Improve the speed of recursive inspections
wata727 opened this issue · comments
Introduction
After merging #1918, modules that called many child modules experienced a noticeable performance degradation. The company I work for has over 200 root modules with calls to over 40 child modules. Previously, recursive inspections took about 1 minute to complete, but now that local modules are being called, it now takes nearly 5 minutes.
Below are the minimal steps to reproduce this issue:
plugin "terraform" {
enabled = false
}
plugin "google" {
enabled = true
version = "0.26.0"
source = "github.com/terraform-linters/tflint-ruleset-google"
}
module "module" {
source = "./module"
count = 50
}
$ time tflint
real 0m1.642s
user 0m1.779s
sys 0m1.753s
$ time tflint --call-module-type none
real 0m0.056s
user 0m0.037s
sys 0m0.065s
Although the performance degradation in this example is small, it can add up to significant slowdowns.
Proposal
There are 3 solutions to this kind of issue.
Improve the speed of inspection for a single module
We can improve the speed of recursive inspections by speeding up inspecting on a single module. This can mainly be achieved by parallelizing runners.
In the current design, each module call starts a new gRPC server, and the ruleset checks for each one sequentially. So if a ruleset has 100 rules and a module calls 50 child modules, the rules will be evaluated 5000 times in total. This design has the advantage that the ruleset does not need to distinguish between root and child modules, but it is too much waste in terms of performance.
This design issue has also been tracked in terraform-linters/tflint-plugin-sdk#193, which may solve it, but in the short term processing them in parallel may improve performance. Specifically, the following implementation could potentially be performed in goroutines:
Lines 179 to 184 in 95926c2
However, we need to think about thread safety issues introduced by parallelism.
EDIT: Merged in #1944
Parallelization of recursive inspection
By performing recursive inspection in parallel, the overall inspection time is shortened. This is what we expected when we designed the recursion inspection, but the current design requires switching working directories, so parallelization with goroutines is not possible. See #1622 (review)

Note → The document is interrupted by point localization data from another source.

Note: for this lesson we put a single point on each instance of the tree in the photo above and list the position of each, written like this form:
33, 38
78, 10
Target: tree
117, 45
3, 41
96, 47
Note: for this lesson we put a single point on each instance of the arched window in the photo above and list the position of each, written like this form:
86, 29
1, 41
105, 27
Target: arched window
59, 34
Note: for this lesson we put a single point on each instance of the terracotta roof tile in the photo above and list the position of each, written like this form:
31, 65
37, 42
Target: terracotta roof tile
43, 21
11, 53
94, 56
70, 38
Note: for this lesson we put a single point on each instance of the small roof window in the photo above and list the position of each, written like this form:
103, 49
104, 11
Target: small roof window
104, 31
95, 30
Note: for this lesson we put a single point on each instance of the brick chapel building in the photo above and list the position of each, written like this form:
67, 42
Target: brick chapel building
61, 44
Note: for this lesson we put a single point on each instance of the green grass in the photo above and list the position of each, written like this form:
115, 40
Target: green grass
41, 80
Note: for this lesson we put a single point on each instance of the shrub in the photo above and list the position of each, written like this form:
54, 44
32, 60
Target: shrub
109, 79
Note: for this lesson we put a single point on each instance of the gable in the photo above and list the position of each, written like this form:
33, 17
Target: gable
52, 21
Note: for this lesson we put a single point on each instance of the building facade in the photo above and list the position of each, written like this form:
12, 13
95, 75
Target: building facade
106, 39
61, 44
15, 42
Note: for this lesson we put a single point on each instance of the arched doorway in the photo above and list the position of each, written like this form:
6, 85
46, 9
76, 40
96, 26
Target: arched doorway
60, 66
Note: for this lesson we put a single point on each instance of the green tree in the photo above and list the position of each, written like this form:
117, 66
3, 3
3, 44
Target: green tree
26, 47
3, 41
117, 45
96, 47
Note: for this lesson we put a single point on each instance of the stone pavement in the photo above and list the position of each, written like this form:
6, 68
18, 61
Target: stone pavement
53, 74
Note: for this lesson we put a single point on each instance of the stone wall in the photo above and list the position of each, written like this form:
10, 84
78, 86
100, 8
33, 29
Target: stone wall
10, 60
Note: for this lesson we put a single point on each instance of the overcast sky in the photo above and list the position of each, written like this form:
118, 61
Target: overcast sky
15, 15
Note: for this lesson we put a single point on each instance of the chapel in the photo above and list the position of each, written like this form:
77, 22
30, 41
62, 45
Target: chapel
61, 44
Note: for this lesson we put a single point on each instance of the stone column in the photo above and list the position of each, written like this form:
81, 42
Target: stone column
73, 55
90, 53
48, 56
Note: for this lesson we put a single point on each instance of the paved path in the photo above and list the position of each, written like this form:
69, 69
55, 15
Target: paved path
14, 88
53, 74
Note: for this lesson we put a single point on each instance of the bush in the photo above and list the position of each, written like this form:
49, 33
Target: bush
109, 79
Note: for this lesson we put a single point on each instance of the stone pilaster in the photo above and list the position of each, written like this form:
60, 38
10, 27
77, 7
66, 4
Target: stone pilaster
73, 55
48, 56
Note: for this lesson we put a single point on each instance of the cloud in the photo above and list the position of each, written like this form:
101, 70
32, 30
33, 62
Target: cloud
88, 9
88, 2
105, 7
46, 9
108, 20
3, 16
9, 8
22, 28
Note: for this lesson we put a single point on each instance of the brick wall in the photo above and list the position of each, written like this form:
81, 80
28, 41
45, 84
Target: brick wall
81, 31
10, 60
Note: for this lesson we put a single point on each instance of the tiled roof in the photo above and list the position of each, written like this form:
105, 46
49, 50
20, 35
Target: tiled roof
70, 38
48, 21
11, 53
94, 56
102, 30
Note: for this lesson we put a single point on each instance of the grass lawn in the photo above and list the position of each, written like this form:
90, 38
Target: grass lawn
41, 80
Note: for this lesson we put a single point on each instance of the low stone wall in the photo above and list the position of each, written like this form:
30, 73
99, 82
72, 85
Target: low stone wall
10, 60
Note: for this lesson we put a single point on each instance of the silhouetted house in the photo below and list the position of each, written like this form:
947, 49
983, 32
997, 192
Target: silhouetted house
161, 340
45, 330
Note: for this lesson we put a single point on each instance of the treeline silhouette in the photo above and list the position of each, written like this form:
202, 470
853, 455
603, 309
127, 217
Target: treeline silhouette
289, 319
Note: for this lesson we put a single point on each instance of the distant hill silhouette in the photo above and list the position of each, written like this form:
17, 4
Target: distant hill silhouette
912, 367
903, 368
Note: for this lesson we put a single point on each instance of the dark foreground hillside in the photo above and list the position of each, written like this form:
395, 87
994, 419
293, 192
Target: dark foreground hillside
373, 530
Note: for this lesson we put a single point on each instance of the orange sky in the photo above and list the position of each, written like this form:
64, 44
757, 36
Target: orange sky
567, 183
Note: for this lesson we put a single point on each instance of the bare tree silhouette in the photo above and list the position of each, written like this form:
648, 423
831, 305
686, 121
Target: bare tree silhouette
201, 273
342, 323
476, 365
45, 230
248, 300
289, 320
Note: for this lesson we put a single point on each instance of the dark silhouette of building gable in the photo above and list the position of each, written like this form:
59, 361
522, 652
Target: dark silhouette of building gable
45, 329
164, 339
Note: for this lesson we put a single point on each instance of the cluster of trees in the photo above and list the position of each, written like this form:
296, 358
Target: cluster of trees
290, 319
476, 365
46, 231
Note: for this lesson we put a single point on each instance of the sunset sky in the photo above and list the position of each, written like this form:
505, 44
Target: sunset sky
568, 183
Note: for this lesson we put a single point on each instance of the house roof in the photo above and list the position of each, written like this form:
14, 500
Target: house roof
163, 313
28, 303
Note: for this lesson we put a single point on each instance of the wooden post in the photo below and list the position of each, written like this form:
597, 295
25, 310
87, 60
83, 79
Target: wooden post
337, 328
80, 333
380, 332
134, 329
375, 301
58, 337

However, parallelization by process may be possible. In environments where multiple CPU cores are available, inspections can be sped up by starting worker processes and aggregating the results. Terragrunt's approach is helpful here. See https://terragrunt.gruntwork.io/docs/features/execute-terraform-commands-on-multiple-modules-at-once/#limiting-the-module-execution-parallelism
EDIT: Merged in #2021
Efficient recursive inspection
The current recursive inspection checks all directories except hidden directories. However, it may be possible to narrow down the target more efficiently. Also, it may be possible to skip unnecessary initialization based on the inspection results of other modules.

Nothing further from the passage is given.